The goal of TOD is twofold: 1) to further connect transit, housing and destinations so people can more easily get from where they live to places they want to go; and 2) to increase the number of residents and businesses in the corridor.

Benefits of TOD in cities where it is done well, according to the FTA, include strengthening surrounding businesses; attracting development investment; revitalization of adjacent neighborhoods; increased supply of affordable housing and more diverse housing choices; transportation options; economic returns to surrounding landowners and businesses; congestion relief; improved safety for pedestrians and cyclists; and increased ridership and associated revenue gains for transit systems.

An analysis recently completed by the Center for Neighborhood Technology, a nationally respected nonprofit expert in transportation and community development, shows Albuquerque is poised for a potential $2 billion of reinvestment and $1 billion in collective savings to households in the next 10 years as a result of TOD.
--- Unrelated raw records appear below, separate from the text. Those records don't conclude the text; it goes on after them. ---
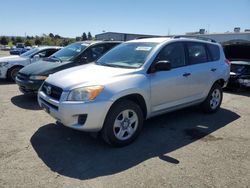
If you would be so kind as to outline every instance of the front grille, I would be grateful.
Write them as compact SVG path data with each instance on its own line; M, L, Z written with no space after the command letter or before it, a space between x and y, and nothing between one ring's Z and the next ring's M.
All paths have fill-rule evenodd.
M54 104L51 104L50 102L44 100L44 99L41 98L41 97L39 97L39 99L40 99L43 103L45 103L46 105L48 105L49 107L52 107L52 108L58 110L58 106L56 106L56 105L54 105Z
M28 75L26 75L26 74L23 74L23 73L18 73L17 74L17 78L19 79L19 80L28 80L29 79L29 76Z
M55 100L60 100L60 97L62 95L62 88L54 86L52 84L49 84L47 82L44 82L43 86L42 86L42 91L50 96L51 98L55 99Z

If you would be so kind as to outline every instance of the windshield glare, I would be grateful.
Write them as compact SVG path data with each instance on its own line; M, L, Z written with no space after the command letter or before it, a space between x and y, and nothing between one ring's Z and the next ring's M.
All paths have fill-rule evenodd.
M152 42L120 44L102 56L97 61L97 64L122 68L139 68L145 63L148 55L156 45L157 43Z
M27 51L27 52L21 54L20 56L21 56L21 57L30 57L30 56L32 56L33 54L37 53L38 51L39 51L38 48L34 48L34 49L31 49L31 50L29 50L29 51Z
M54 53L51 58L59 59L60 61L69 61L70 59L79 55L85 48L87 44L84 43L74 43L66 46L65 48Z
“The extension of a feasible transit service is a proven anti-poverty measure across America, where transportation represents the second largest and fastest growing cost to households,” said Gary Oppedahl, Director for the City of Albuquerque Economic Development Department. “Growing more residential and business options in transit-served, mixed-use, walkable urban areas has also been proven to attract investment in city after city.”

Among research Oppedahl cites is a new report from former New Mexico resident Chris Leinberger, now a business professor at George Washington University.

The competitive grant award was announced in 2015 to 21 metropolitan cities, including Albuquerque. Others that received TOD funding include Atlanta, Phoenix, San Francisco, Miami, Chicago, Detroit and Pittsburgh. The award was funded August 16.